Both wildtype and rpoD mutant cells have high transformation frequencies after incubation in MIV. In these experiments the rpoD cells had slightly higher transformation frequencies (about 4 x 10^-3) than the wildtype cells (about 1 x 10^-3). Adding AMP to the MIV used to induce competence reduced the transformation of wildtype cells more severely than seen in previous work, about 5000-fold (from 1.7 x 10^-3 to 3.4 x 10^-7) and at least 10,000-fold (from 3 x 10^-4 to 3 x 10^-8). The AMP also reduced the viability of the cells by several fold. (Both replicates gave no transformants at all with added AMP, so these estimates are upper limits.)

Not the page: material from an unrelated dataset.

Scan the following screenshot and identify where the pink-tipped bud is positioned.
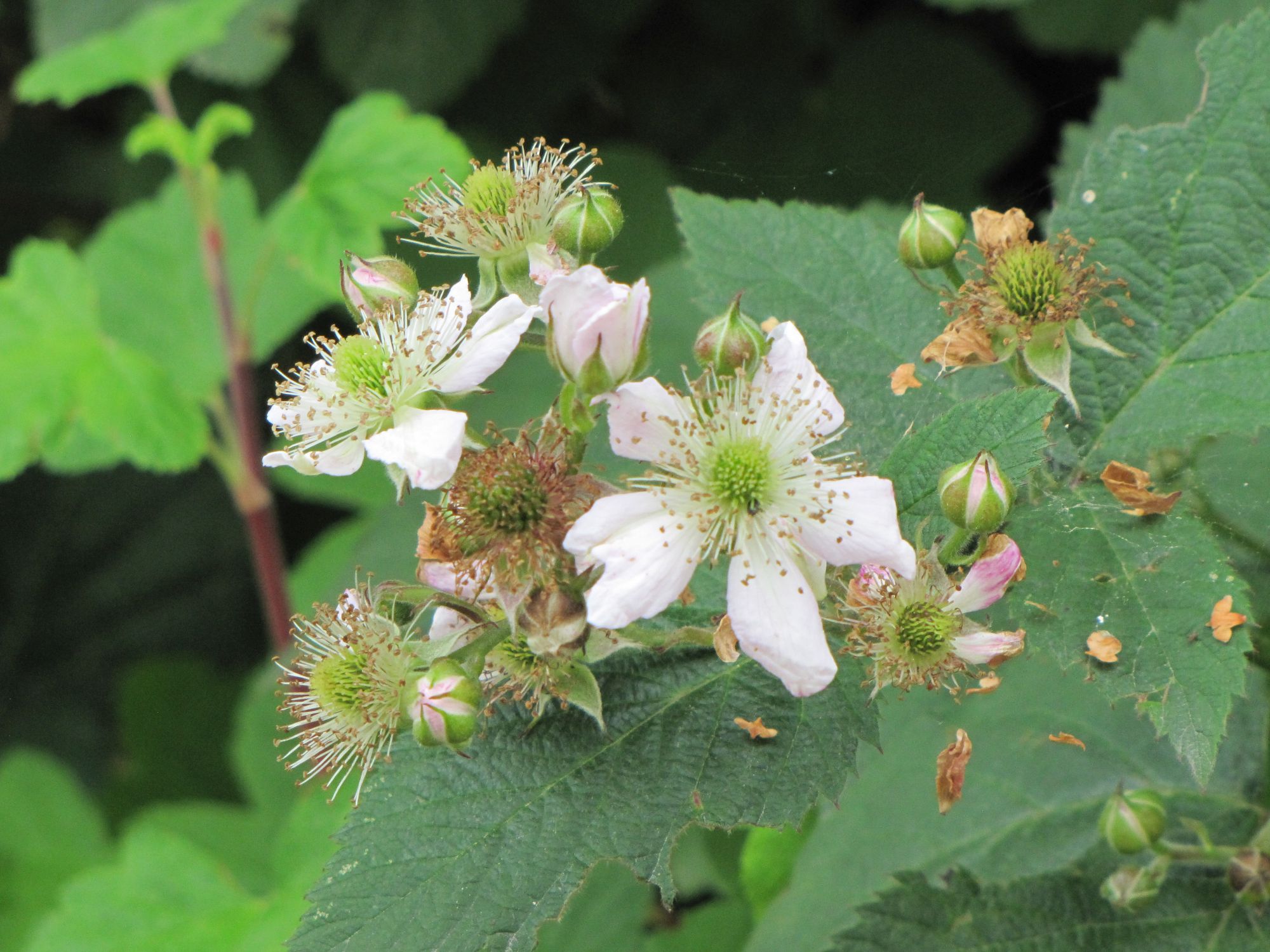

These numbers are all lower than previous results, but the conclusion is clear that adding AMP to the MIV medium strongly inhibits the development of competence in the rpoD mutant. We don't know how the added AMP caused the reduction in competence, but, based on other evidence from analysis of purine-biosynthesis mutants, I've hypothesized that the key factor is a decrease in the concentration of another metabolite (PPRPP), which maybe interacts with sxy mRNA. Production of Sxy by the rpoD mutant is still sensitive to this effect, so... (I don't know what).